Entre las medidas anunciadas figura el bono cafetalero dirigido a unos 85,000 productores registrados en el IHCAFE, la revisión de políticas de financiamiento, la entrega de secadoras y el apoyo a iniciativas que acerquen a productores y tostadores, como CAFEXPO 2026.
También destacó el impulso a los cafés de especialidad.
“Cuando el productor se capacita en cafés de especialidad, se le abre la oportunidad de obtener diferenciales sobre el precio. Por eso capacitar es importante”, añadió Francisco Ordoñez.
Los cafés de especialidad, una alternativa ante la volatilidad
En Lepaterique, Francisco Morazán, el productor de cafés de especialidad Miguel Girón afirma que la diferenciación ayuda a mitigar el impacto de los precios bajos.

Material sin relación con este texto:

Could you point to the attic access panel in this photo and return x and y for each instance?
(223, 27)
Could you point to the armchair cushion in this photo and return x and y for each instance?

“La producción de cafés de especialidad tiene muchas ventajas: hay mejores precios e incluso mejora la calidad de vida. Es importante que el productor entienda cómo manejar la parte ambiental, el suelo y el procesamiento. Estamos acostumbrados a cortar el café, venderlo y que nos paguen”, explicó Girón.
Recientemente, Miguel recibió la visita de su comprador estadounidense, quien recorrió la finca y revisó los procesos de producción. Durante la visita también se entregaron útiles escolares a niños de la comunidad donde se ubica la Finca Las Alondras, de la familia Girón, lo que evidencia cómo la actividad cafetalera puede generar impacto social además del económico.
“El precio final no nos afecta tanto. Cuando los precios bajan, todos buscan alternativas como los cafés de especialidad”, afirmó Girón.
Perspectivas de mayor estabilidad para 2026
CONAB y la Organización Internacional del Café coinciden en que la disminución de las preocupaciones sobre el suministro mundial y el aumento de las exportaciones podrían ofrecer un alivio gradual en los precios durante 2026.
Aunque la volatilidad seguirá siendo parte del mercado, las proyecciones apuntan a un escenario de mayor estabilidad respecto al año anterior.
Para Honduras, el reto estructural permanece: producir con mayor eficiencia, fortalecer la organización del sector y posicionar su café en mercados diferenciados. En un mercado global que no controla, la competitividad local se convierte en la principal herramienta para sostener ingresos y asegurar la permanencia del productor en la finca.